И он остался.
*
Меня разбудил перезвон, доносящийся с улицы. Я выскользнула из постели, метнувшись к двери, и обомлела: с крыш нашего дома и двора свисали прозрачные ледяные наросты, а с острого кончика капала, капала, капала вода. Дзынь-дзынь по скатам, ведрам, лужицам.
— Что это? — пораженно воскликнула я. И не увидела — почувствовала приближение мужа, его тёплое тело за спиной.
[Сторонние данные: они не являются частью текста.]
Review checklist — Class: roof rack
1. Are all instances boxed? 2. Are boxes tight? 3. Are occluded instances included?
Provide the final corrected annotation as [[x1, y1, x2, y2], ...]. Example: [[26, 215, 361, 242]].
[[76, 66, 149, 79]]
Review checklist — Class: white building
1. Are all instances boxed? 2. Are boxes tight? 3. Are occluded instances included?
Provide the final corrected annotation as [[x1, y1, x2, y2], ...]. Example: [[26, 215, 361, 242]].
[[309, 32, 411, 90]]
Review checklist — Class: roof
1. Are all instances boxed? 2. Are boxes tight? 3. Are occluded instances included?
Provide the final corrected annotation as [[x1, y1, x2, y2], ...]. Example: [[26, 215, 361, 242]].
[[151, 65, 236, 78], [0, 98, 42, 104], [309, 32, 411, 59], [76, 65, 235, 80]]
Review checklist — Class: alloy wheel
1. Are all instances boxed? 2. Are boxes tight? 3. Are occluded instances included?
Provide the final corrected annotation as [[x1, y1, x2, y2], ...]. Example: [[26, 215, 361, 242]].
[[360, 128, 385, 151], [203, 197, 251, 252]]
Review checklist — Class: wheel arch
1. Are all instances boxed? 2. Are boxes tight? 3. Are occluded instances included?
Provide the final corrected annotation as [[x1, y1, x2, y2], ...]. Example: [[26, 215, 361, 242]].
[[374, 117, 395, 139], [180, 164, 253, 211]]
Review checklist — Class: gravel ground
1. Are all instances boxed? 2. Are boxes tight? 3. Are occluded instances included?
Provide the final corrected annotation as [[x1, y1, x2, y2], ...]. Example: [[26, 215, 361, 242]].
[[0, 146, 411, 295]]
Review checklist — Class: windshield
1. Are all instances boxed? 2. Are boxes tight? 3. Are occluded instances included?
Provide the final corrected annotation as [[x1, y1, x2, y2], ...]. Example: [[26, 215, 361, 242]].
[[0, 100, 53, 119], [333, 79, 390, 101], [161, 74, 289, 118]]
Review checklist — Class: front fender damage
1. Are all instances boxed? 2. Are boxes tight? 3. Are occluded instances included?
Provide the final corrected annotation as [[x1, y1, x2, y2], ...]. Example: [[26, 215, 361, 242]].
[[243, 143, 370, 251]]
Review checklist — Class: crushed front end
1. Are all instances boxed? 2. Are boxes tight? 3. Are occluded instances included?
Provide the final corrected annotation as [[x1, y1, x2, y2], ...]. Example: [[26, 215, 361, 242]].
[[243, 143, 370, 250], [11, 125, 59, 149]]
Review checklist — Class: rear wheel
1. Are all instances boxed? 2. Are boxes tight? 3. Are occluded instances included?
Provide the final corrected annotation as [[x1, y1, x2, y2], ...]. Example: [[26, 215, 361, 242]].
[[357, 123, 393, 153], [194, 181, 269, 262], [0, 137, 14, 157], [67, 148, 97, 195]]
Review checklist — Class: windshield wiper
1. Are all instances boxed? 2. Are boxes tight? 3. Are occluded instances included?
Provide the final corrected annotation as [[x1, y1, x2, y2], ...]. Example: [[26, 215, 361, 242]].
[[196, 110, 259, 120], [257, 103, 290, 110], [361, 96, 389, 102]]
— Весна, — коротко ответил он, и, приобняв, поцеловал меня в макушку.
ЧАСТЬ 2. ВЕСНА
Весна!
Сказочное, невероятное слово, переполненное звонкой, кипящей энергией, билось у меня в крови. И я таяла от этого жара, плавилась изнутри и снаружи, и словно снег под солнцем стекала с меня Зима, оставляя Сирим, Жену безо всякой ледяной оболочки.
Я словно бы рождалась заново. Училась видеть, слышать, дышать. С каждым новым днём в проталинах во дворе все больше чернела земля, и её сырой, пряный запах кружил голову. Понемногу проклевывались первые робкие ростки травы, на ветвях деревьев набухали тугие почки. И слова из рассказов Хранительницы — почки, трава, листья, капель — наполнялись смыслом и живительной силой.
Все, что раньше составляло мое существование, казалось сейчас блеклым, тусклым. Снег, прежде сверкающий и слепящий, утратил свой блеск, и словно выпустил из плена настоящие богатства красок.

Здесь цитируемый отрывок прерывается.